I read a draft to Robbie as we waited in a smokey casino bar for Alanis on Wednesday. After I had finished, and was spelling out my own litany of concerns about the text, Robbie quietly offered, “You’re usually so eloquent,” which was such a somewhat stinging yet astute thing to say. So last Thursday, in a post-Alanis haze, I was beside myself; fretting over what would be the final summons. My friend Emily stopped over for a moment to pick up a book for class; we sat out on my back deck & talked of love (how our own hearts fill up with the fluid still) & then of marriage, and of her own first marriage. She said, “I remember my husband saying that he realized that my hand was the one he would be holding when our parents died;” and she said she had thought of that recently and was so sad that it wasn’t going to be true, having divorced two years ago. But that is why; that is what I want too, still. But my mom said the other day, when I had returned from the wedding, “All I wanted was for you & your sister to find significant others who would appreciate you. But I’ve given up thinking that will happen.” And that, too, was––such a thing to say.

But we gather here today so that we can offer our love and support to these two. To remind ourselves that we find a sanctuary in each other as human beings.

And my dad, when we were out to dinner the night before I caught my plane to the west coast, said, “Just relax. Relax and have fun. They obviously love you a lot to ask you to do this.” And it must be true; and isn’t that another sort of sanctuary there?
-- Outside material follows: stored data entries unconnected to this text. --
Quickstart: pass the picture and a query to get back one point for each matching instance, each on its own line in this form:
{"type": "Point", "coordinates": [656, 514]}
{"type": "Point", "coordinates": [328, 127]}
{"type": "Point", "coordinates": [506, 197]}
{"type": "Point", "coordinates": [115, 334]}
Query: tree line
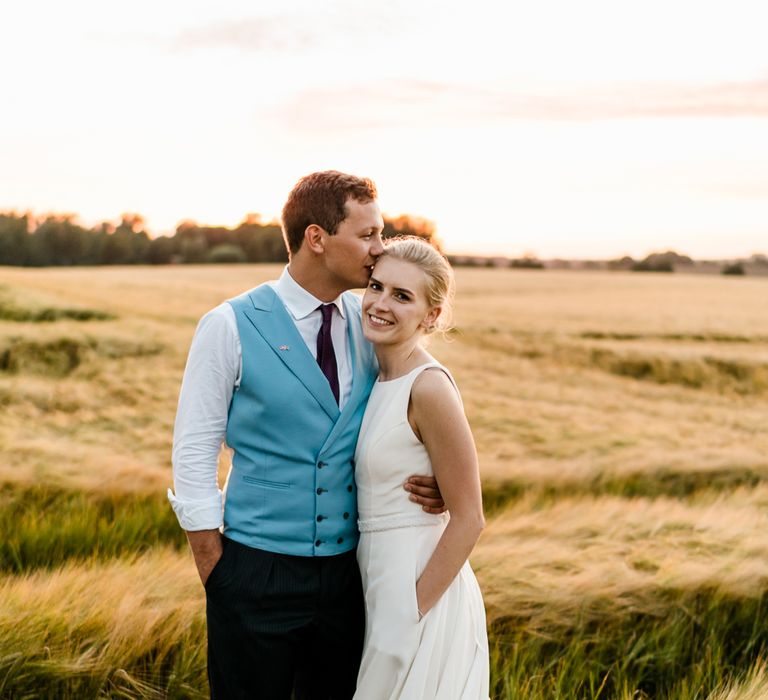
{"type": "Point", "coordinates": [59, 240]}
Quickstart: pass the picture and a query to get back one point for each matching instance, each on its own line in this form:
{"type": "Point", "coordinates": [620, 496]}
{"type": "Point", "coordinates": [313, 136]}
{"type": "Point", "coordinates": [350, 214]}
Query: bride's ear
{"type": "Point", "coordinates": [430, 320]}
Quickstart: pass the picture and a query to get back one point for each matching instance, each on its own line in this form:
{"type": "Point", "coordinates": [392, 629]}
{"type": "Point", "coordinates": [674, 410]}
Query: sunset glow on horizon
{"type": "Point", "coordinates": [581, 130]}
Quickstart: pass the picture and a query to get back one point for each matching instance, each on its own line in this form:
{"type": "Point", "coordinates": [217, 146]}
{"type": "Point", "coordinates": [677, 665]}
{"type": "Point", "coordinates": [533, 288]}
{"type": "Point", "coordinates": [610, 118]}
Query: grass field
{"type": "Point", "coordinates": [621, 423]}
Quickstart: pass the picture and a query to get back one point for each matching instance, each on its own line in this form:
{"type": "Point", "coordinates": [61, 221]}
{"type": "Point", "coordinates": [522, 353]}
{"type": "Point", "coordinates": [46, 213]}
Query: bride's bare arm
{"type": "Point", "coordinates": [438, 419]}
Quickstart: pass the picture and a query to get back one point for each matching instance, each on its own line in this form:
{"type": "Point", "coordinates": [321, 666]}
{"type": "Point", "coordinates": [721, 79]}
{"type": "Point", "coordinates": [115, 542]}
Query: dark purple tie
{"type": "Point", "coordinates": [326, 357]}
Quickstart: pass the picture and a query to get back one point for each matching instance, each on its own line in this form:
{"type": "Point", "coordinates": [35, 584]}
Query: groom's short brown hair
{"type": "Point", "coordinates": [321, 198]}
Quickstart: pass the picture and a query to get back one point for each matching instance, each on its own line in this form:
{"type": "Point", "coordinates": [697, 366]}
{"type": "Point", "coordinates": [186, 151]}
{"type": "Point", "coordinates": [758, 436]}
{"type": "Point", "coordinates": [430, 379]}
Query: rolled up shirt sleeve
{"type": "Point", "coordinates": [211, 376]}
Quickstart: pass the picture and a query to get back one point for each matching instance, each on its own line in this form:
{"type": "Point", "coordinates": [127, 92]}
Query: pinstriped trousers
{"type": "Point", "coordinates": [282, 626]}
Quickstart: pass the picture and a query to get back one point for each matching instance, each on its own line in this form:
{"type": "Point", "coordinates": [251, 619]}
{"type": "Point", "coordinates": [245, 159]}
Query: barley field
{"type": "Point", "coordinates": [621, 421]}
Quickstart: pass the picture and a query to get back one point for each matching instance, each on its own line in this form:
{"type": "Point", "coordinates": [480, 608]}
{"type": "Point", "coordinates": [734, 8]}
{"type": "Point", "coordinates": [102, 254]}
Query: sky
{"type": "Point", "coordinates": [584, 129]}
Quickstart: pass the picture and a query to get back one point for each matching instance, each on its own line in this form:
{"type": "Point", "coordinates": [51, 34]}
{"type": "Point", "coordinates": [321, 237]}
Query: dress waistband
{"type": "Point", "coordinates": [396, 521]}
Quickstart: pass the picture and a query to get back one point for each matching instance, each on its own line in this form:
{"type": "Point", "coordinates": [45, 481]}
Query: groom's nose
{"type": "Point", "coordinates": [377, 246]}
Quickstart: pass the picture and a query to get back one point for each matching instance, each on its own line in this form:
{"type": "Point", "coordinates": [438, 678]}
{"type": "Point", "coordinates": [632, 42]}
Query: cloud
{"type": "Point", "coordinates": [419, 103]}
{"type": "Point", "coordinates": [324, 26]}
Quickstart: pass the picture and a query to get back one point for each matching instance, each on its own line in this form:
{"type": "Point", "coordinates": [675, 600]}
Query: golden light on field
{"type": "Point", "coordinates": [587, 129]}
{"type": "Point", "coordinates": [620, 422]}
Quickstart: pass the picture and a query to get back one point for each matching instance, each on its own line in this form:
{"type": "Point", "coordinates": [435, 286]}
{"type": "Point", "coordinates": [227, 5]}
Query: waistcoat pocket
{"type": "Point", "coordinates": [266, 483]}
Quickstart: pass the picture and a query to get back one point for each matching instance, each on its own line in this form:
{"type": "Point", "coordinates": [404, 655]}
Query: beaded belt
{"type": "Point", "coordinates": [395, 521]}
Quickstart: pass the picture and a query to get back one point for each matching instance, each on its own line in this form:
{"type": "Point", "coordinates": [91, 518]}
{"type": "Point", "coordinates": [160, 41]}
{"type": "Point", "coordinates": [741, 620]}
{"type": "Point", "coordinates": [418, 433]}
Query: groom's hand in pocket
{"type": "Point", "coordinates": [207, 549]}
{"type": "Point", "coordinates": [425, 491]}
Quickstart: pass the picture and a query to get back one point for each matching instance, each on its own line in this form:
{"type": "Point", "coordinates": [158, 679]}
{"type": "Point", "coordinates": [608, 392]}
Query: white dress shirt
{"type": "Point", "coordinates": [212, 375]}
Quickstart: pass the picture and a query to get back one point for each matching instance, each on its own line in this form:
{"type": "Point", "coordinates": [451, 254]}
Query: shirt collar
{"type": "Point", "coordinates": [299, 302]}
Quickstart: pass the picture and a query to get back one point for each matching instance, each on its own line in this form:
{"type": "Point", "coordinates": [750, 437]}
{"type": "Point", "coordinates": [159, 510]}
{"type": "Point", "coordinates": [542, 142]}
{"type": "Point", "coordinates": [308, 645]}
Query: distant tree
{"type": "Point", "coordinates": [226, 253]}
{"type": "Point", "coordinates": [406, 225]}
{"type": "Point", "coordinates": [623, 263]}
{"type": "Point", "coordinates": [529, 261]}
{"type": "Point", "coordinates": [662, 262]}
{"type": "Point", "coordinates": [261, 242]}
{"type": "Point", "coordinates": [733, 269]}
{"type": "Point", "coordinates": [58, 241]}
{"type": "Point", "coordinates": [14, 239]}
{"type": "Point", "coordinates": [161, 250]}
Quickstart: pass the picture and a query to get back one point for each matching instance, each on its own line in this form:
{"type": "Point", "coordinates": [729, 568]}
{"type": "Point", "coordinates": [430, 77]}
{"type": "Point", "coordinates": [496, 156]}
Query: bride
{"type": "Point", "coordinates": [425, 622]}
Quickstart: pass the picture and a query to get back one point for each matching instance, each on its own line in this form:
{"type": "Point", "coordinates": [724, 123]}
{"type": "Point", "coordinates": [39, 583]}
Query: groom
{"type": "Point", "coordinates": [282, 374]}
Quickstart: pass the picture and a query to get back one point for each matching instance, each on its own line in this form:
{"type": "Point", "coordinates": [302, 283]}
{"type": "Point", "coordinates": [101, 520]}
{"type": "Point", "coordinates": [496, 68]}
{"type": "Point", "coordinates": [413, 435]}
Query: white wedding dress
{"type": "Point", "coordinates": [445, 654]}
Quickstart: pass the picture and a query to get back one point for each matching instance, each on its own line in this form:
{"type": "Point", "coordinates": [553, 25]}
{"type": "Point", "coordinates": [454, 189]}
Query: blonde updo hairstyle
{"type": "Point", "coordinates": [440, 281]}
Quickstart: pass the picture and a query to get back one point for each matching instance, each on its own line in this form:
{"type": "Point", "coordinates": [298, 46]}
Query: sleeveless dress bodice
{"type": "Point", "coordinates": [388, 452]}
{"type": "Point", "coordinates": [444, 654]}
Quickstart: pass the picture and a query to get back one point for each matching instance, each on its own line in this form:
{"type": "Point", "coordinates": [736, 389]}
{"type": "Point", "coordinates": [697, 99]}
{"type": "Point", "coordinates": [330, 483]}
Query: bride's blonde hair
{"type": "Point", "coordinates": [440, 281]}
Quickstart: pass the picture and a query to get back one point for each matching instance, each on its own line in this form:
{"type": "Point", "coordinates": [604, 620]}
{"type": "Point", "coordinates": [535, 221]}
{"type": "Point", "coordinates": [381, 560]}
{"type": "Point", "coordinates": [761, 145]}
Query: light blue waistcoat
{"type": "Point", "coordinates": [292, 485]}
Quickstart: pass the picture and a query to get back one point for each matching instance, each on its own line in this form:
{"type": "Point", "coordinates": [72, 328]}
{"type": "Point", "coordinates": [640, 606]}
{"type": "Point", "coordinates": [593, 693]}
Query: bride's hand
{"type": "Point", "coordinates": [425, 491]}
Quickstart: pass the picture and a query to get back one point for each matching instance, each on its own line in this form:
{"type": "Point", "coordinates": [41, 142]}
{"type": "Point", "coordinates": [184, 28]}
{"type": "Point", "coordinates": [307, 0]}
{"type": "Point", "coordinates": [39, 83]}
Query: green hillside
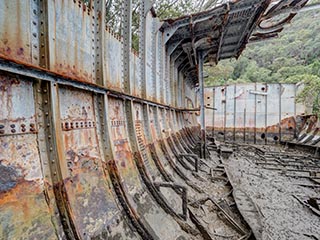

Emily also suggested I look at Shakespeare’s thoughts on marriage; or Jane Austen’s, though hers tend to prefer pragmatism, I find. Or how about: Anne of Green Gables?

Gilbert Blythe knows when he sees his own “long-sought” Anne, looking up at her with “adoring eyes”: “It was to him she was coming in the sweet surrender of the bride. Was he worthy of her? Could he make her as happy as he hoped? If he failed her––if he could not measure up to her standard of manhood––then, as she held out her hand, their eyes met and all doubt was swept away in a glad certainty. They belonged to each other; and, no matter what life might hold for them, it could never alter that. Their happiness was in each other’s keeping and both were unafraid.”

Be unafraid now. Be unafraid to say to this other person: “Ok.” To know that life is difficult, but that we all get through it––so why not together?––so long as you are both going in the same direction already. That you have found a common sympathy. Just as I watched you both do on that day as you waded out into the Atlantic, that you will take each other’s hands many times throughout these ensuing years: in times of celebration, of loss, times of uncertainty, but mostly in quiet moments.

“I plight thee my troth.”

This entry was posted in Marriage & What It Is For, Summer & All. Bookmark the permalink.

2 Responses to A Lovely Excuse for Sandwiches.

  1. rachalina says:

    I would get married just to get you to marry me.

    (and don’t listen to Mom.)

  2. LC says:

    Me too! This is so gorgeous. So real.